In all experiments, we compute mel-spectrograms with 128 mel bins, an FFT size of 1024, and a 256 sample hop length. 4.2 Model Architectures and Hyperparameters Table 1: Mean Opinion Scores in a human listening test. When evaluating, we apply the same treatment (low-cut filter at 35 Hz and normalization) before applying our enhancement models.

We find that this treatment helps improve our models’ training stability. As a final step, we apply a low-cut filter to remove nearly inaudible low frequencies below 35 Hz and normalize the waveforms to have a maximum absolute value of 0.95. For simulation of low-quality recordings, we source room impulse responses from the DNS Challenge dataset and realistic background noise from the ACE Challenge dataset. Using the procedure described in Section 3.2, we generate a dataset of high- and low-quality recording pairs. This sample rate has shown to be favored by most speech enhancement work and can be potentially super-resolved to 48 kHz with bandwidth extension techniques. We start by downsampling our data to 16 kHz following the setup of prior vocoding work.

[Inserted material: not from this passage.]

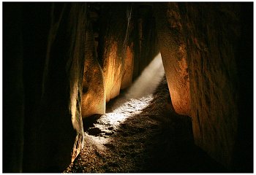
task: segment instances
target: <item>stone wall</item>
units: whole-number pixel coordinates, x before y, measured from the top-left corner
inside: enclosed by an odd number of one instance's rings
[[[238,101],[244,96],[239,90],[239,74],[244,72],[239,71],[238,63],[252,61],[239,55],[241,4],[180,3],[178,7],[186,39],[195,142],[233,170],[235,144],[241,131]]]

We use 5841 samples for training, 3494 for validation and the rest for testing. We exclude the distorted electric guitar samples to avoid fitting our models to production effects.
Sound normalizer 2.98 professional#
We train and evaluate models on the Medley-solos-DB dataset, containing 21,572 three-second, single-instrument samples recorded in professional studios. Therefore, we aim to develop a solution that works for polyphonic signal enhancement and reflects the unique qualities of music perception. Moreover, the perception of music quality typically differs from that of speech.įor example, human listeners may find reverb pleasant in music, while it is usually undesired in speech.

However, music signals are often polyphonic, i.e., there can be an arbitrary number of sources to be extracted at once. In speech enhancement, end-to-end methods such as HiFi-GAN and Demucs achieve this by extracting the speech source from a mixture of sources. A solution that faithfully transforms a low-quality recording into what it would sound like recorded professionally must implicitly or explicitly infer all of these aspects from the signal alone. Additionally, acoustic properties such as the size, shape, and reflectivity of the recording environment vary between different recording setups.įinally, background noise is hard to capture and generalize, especially non-stationary noise. Parameters of the recording device, such as frequency response characteristics, vary drastically across different hardware. The main difficulty of such an endeavor is that so many aspects of the low-quality recording setup are unknown.